Tuesday, April 15, 2008

BBC NEWS | Technology | Wikipedia takes business approach

A timely snapshot; see the full article for more details

Today Wikipedia is one of the world's largest reference websites attracting nearly 700 million visitors a year. It is written in more than 250 languages with over 2.3 million articles in its English edition.

With a degree of modesty Jimmy concedes "I thought if we are really successful we might make the top one hundred websites and now we are like number eight on the internet and much bigger than I would have ever thought."
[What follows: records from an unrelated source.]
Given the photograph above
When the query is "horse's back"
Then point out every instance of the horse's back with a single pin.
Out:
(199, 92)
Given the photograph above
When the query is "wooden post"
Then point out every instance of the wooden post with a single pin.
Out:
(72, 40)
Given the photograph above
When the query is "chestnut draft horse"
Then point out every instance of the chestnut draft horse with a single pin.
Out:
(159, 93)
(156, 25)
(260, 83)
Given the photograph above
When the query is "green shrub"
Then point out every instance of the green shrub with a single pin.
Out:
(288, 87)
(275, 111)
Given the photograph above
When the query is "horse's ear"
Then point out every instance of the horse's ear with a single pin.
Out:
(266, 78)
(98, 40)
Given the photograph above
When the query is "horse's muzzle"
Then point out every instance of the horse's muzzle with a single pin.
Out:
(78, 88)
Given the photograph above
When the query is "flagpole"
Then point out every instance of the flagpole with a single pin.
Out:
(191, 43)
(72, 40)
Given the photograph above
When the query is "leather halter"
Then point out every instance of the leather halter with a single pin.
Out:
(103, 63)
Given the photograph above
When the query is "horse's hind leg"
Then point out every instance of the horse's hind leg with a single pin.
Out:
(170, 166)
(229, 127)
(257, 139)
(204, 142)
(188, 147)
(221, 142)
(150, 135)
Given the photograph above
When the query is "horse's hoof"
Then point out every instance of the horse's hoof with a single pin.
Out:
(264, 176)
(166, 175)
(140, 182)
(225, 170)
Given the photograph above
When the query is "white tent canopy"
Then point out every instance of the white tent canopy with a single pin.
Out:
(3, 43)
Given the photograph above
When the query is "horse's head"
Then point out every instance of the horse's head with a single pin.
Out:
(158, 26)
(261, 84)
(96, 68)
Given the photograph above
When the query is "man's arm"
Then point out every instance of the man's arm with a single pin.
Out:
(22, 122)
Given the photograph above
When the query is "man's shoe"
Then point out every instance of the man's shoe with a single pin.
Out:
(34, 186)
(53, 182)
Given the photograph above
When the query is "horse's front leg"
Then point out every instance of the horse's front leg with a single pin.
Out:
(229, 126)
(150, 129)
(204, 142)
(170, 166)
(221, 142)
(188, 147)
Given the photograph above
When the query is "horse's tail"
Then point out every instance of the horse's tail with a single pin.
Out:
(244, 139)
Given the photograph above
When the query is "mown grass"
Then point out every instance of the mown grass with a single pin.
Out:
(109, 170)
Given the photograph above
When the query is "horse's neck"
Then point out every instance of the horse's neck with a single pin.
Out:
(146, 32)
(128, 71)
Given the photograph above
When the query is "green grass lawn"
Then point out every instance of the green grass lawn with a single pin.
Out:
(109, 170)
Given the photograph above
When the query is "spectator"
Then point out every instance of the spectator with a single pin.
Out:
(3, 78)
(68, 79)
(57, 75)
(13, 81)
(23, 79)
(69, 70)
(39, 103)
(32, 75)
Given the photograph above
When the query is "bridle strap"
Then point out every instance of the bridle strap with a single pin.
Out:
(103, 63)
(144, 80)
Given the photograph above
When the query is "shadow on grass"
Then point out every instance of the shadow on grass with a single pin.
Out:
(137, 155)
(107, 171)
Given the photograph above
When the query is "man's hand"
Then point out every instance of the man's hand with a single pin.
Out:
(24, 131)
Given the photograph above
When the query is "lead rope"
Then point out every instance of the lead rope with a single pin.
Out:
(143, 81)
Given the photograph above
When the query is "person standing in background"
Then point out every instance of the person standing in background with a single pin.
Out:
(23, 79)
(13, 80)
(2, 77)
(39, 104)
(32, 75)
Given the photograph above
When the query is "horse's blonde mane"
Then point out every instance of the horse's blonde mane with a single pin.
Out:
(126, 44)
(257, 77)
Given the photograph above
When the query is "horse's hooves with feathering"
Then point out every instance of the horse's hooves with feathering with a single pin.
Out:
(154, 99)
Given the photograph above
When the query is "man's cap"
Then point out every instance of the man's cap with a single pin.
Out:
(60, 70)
On another note, via All Things Digital, a timely reality check from the Australian version of ComputerWorld:

If you are faced with the prospect of having brain surgery who would you rather it be performed by - a surgeon trained at medical school or someone who has read Wikipedia?

[...]

Professor Lichtenstein says the reliance by students on Wikipedia for finding information, and acceptance of the practice by teachers and academics, was "crowding out" valuable knowledge and creating a generation unable to source "credible expert" views even if desired.

"People are unwittingly trusting the information they find on Wikipedia, yet experience has shown it can be wrong, incomplete, biased, or misleading," she said. "Parents and teachers think it is [okay], but it is a light-weight model of knowledge and people don't know about the underlying model of how it operates."